Question

2. An experiment was conducted by a physiologist to determine whether exercise improves the human immune system. Thirty subjects volunteered to participate in the study. The amount of immunoglobulin known as IgG (an indicator of long-term immunity) and the maximal oxygen uptake (a measure of aerobic fitness level) were recorded for each subject. The data can be found in the file marked AEROBIC. You will need to use the Data Analysis - Regression Function for this problem, as well as some graphing functions.

a. Construct a scattergram for the IgG-maximal oxygen uptake data.

b. Hypothesize a probabilistic model relating IgG to maximal oxygen uptake.
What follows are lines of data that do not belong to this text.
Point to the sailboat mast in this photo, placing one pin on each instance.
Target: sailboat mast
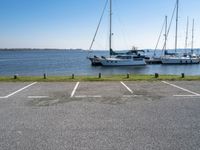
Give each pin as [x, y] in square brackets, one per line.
[186, 38]
[165, 46]
[110, 35]
[177, 5]
[192, 36]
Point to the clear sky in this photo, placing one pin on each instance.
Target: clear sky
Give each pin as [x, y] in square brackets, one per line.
[72, 23]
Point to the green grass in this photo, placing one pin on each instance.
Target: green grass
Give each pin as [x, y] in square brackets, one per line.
[132, 77]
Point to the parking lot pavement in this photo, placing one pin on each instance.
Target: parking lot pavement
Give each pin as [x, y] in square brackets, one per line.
[100, 115]
[8, 88]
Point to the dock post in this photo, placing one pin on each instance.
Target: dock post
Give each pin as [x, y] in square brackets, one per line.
[45, 76]
[182, 75]
[128, 75]
[15, 76]
[99, 75]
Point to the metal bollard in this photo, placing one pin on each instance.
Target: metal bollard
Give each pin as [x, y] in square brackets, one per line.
[99, 75]
[128, 75]
[15, 76]
[156, 75]
[182, 75]
[45, 76]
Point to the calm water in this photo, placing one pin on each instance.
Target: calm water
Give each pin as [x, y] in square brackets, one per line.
[65, 62]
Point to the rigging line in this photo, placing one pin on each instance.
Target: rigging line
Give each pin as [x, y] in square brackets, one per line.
[170, 24]
[98, 25]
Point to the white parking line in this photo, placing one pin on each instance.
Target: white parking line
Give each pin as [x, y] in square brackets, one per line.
[74, 90]
[127, 87]
[18, 91]
[186, 90]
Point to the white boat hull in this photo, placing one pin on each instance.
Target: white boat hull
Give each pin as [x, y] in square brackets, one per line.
[121, 62]
[182, 60]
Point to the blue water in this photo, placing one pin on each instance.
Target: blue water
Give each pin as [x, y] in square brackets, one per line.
[67, 62]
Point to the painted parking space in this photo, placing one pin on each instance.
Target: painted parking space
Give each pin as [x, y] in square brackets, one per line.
[191, 89]
[49, 90]
[8, 90]
[100, 89]
[154, 90]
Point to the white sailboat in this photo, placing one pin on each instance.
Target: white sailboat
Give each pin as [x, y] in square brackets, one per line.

c. Fit the model to the data. Is there sufficient evidence to indicate that the model provides information for the prediction of IgG, y? Test using α = .05.

d. Does a second-order term contribute information for the prediction of y? Test using α = .05.

Subject	IgG	Max Oxy
1	881	34.6
2	1290	45.0
3	2147	62.3
4	1909	58.9
5	1282	42.5
6	1530	44.3
7	2067	67.9
8	1982	58.5
9	1019	35.6
10	1651	49.6
11	752	33.0
12	1687	52.0
13	1782	61.4
14	1529	50.2
15	969	34.1
16	1660	52.5
17	2121	69.9
18	1382	38.8
19	1714	50.6
20	1959	69.4
21	1158	37.4
22	965	35.1
23	1456	43.0
24	1273	44.1
25	1418	49.8
26	1743	54.4
27	1997	68.5
28	2177	69.5
29	1965	63.0
30	1264	43.2

Answer 1

1. Scatterplot is attached below.

2. From the scatter plot it looks like a linear model would fit the data.

Thus we hypothesize the following model

yi = a+ b xi+ei where yi is the ith  amount of immunoglobulin , xi is the the maximal oxygen uptake if the ith subject. i=1,2....30

And ei is a random variable (particularly normally distributed) with mean 0 and fixed variance( sigma^2).

3. We fit the regression model and obtain the output below.

The regression equation is
y = - 100.3 + 32.74 X

thus the estimated coefficients are: a=-100.3 b=32.74

4.To check that whether there is sufficient evidence to indicate that the model provides information for the prediction of IgG,at 5% level of significance we look for overall significance of the model and that by looking to the F-test statistic in ANOVA table of the output.The ANOVA table is given below-

Analysis of Variance

Source	DF	SS	MS	F	P
Regression	1	4472047	4472047	287.21	0.000
Error	28	435982	15571
Total	29	4908029

Thus looking at p value of the F-statistic (p = 0<<0.05) we can reject the Null hypothesis that the model doesn't provide much info for prediction and accept the opposite i.e. it is significantly providing information for prediction at 5% level of significance.